The network is constructed where each RuleTerminalNode is given a sequence number, based on a salience number and its order of being added to the network.

Data Structures
Typically the right-input node memories are HashMaps, for fast Object retraction, as we know there will be no Object retractions, we can use a list when the values of the Object are not indexed. For larger numbers of Objects indexed HashMaps provide a performance increase; if we know an Object type has a low number of instances then indexing is probably not of an advantage and an Object list can be used.

Everything to the above paragraph is in JBoss Rules 4.0, the following sections are idea for the future, and thus still a bit vague at the moment.

If there is a huge number of rules a indexed paged direct address table can be used in place of the array that holds the resulting Activations. Here we create pages of arrays, we create further index points to pages at regular points in the range. The page can indicate if any of its elements are populated or not, allow us to skip iterations of those elements.

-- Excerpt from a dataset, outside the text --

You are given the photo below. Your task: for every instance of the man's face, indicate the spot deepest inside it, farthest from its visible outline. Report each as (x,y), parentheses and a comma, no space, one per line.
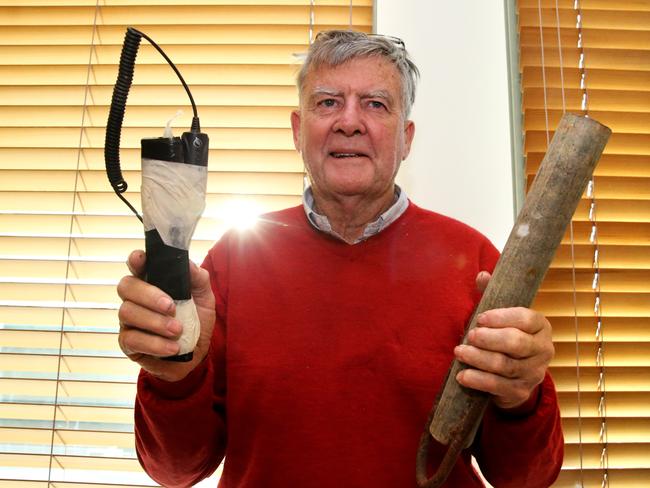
(351,129)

Collapsing Nodes, Code Generation and Node Ordering
Stateful Rete can have nodes added and removed, for this reason to maximum node sharing we tend to have an AlphaNode per literal constraint. However as we know we will not have any more rules added we can collapse shared nodes into a single evaluation. If we have a chain of 3 AlphaNodes A, B and C. where A and B are shared and C isn't. We can collapse A and B into a single node and generate code to do the multiple evaluations natively. Node ordering can be changed to maximise sharing and thus the impact of Collapsing them. There may also be some level of beta node collapsing we can do, but I have'nt given that side much thought yet.

Exploiting Multi-Threading
In normal Rete exploiting multiple threads is hard, as you never know if a Tuple is going to enter the left-input or an Object is going to enter the right-input – i.e. reads and writes can happy simultaneously, the effect of adding locks to control this is expensive and past research has shown the costs are more than using lock free single thread approach. However with our sequential approach we know that the writes will always happen at different time to the reads. All writes happen during the first stage where objects are propagated to the right input nodes. All reads happen during Tuple propagation from the LeftInputAdapterNode. We can exploit this to execute parallel threads for each stage; using concurrent collection structures. We only have handle the synchronisation of the two stages – i.e. knowing when the all the Object propagations are finished and knowing when all the Tuple propagations are finished. Executing the actual rules in parallel is a little harder as we cannot easily know the user intention of the sequence. An attribute can be used to execute groups of rules that can be executed in parallel; those rules and groups must be specified in chronological order. i.e. If group A is to fire before group B, then all the rules for group A must be specified first. Or the execution order for the groups can be specified seperately, allowing rules to be more free formly tagged with the attributes.